Figures gigantesques. Comme une apparition d’un autre temps, les black dolls se posent là. D’ombres en ombres, ces poupées dévorent les murs.

« J’ai fait un film sur ses poupées et ensuite j’ai voulu les montrer à Paris. Elles sont belles, très diverses et elles portent en elles des millions de vies invisibles. L’histoire des noires Américaines qui les ont fabriquées.

Ce sont des existences qui ont été niées.et qui se matérialisent grâce à ses poupées. Elles racontent à la fois la douleur et la fierté. Dans un premier degré de lecture, on peut dire qu’il y a une sorte de tristesse qui se lit sur les visages. La question c’est que ces poupées ont été faites par des femmes qui souvent n’avait pas d’espace d’expression, de création et qui créaient ses poupées.

Un espace de liberté

Ce qui me touche dans ces poupées c’est ce qu’en dit Alice Walker dans un texte « en quête des jardins de nos mères » dans ce texte publié en 1983, elle parle de ces femmes noires Américaine, du Sud des USA qui n’avaient rien d’autre que leur jardin, que des bouts de tissus pour créer, pour s’exprimer.

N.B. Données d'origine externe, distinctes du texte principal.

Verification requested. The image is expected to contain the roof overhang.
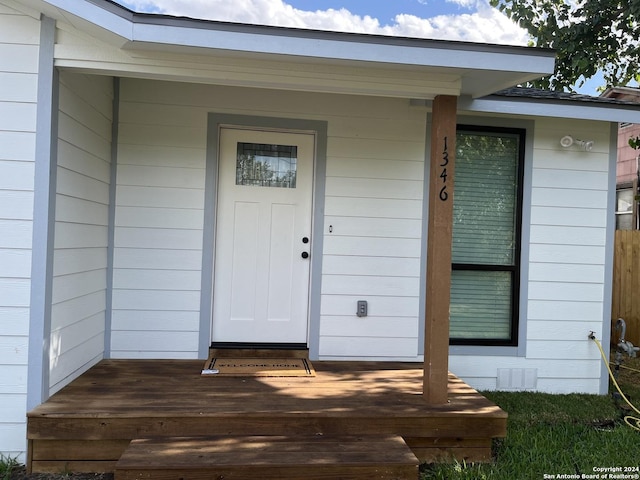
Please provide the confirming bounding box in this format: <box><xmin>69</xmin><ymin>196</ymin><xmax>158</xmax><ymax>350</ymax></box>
<box><xmin>16</xmin><ymin>0</ymin><xmax>557</xmax><ymax>99</ymax></box>
<box><xmin>459</xmin><ymin>95</ymin><xmax>640</xmax><ymax>124</ymax></box>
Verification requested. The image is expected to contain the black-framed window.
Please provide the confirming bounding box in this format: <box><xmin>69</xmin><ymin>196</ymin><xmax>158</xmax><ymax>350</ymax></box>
<box><xmin>450</xmin><ymin>126</ymin><xmax>525</xmax><ymax>346</ymax></box>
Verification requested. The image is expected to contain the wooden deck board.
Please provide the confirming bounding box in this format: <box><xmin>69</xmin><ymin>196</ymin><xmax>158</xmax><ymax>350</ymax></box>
<box><xmin>27</xmin><ymin>360</ymin><xmax>506</xmax><ymax>473</ymax></box>
<box><xmin>117</xmin><ymin>435</ymin><xmax>418</xmax><ymax>465</ymax></box>
<box><xmin>30</xmin><ymin>360</ymin><xmax>501</xmax><ymax>414</ymax></box>
<box><xmin>114</xmin><ymin>435</ymin><xmax>418</xmax><ymax>480</ymax></box>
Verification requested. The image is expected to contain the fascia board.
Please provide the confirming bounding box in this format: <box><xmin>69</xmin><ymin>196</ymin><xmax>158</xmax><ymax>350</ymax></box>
<box><xmin>31</xmin><ymin>0</ymin><xmax>132</xmax><ymax>44</ymax></box>
<box><xmin>129</xmin><ymin>21</ymin><xmax>555</xmax><ymax>75</ymax></box>
<box><xmin>459</xmin><ymin>96</ymin><xmax>640</xmax><ymax>124</ymax></box>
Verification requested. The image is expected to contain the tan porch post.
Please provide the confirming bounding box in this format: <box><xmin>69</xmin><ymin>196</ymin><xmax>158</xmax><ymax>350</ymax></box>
<box><xmin>423</xmin><ymin>95</ymin><xmax>457</xmax><ymax>405</ymax></box>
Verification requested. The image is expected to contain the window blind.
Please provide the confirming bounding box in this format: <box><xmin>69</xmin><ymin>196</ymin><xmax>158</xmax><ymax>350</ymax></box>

De générations en générations.

Des visages multiples, deux cent en tout: souriant, boudeur ou avec cette petite pointe de mystère… ces mines en disent long. Dans la salle, on a l’impression d’entendre des chuchotements, comme autant d’histoires qui se répètent de générations en générations. Ouverture sur un autre monde, on y rentre à pieds joints.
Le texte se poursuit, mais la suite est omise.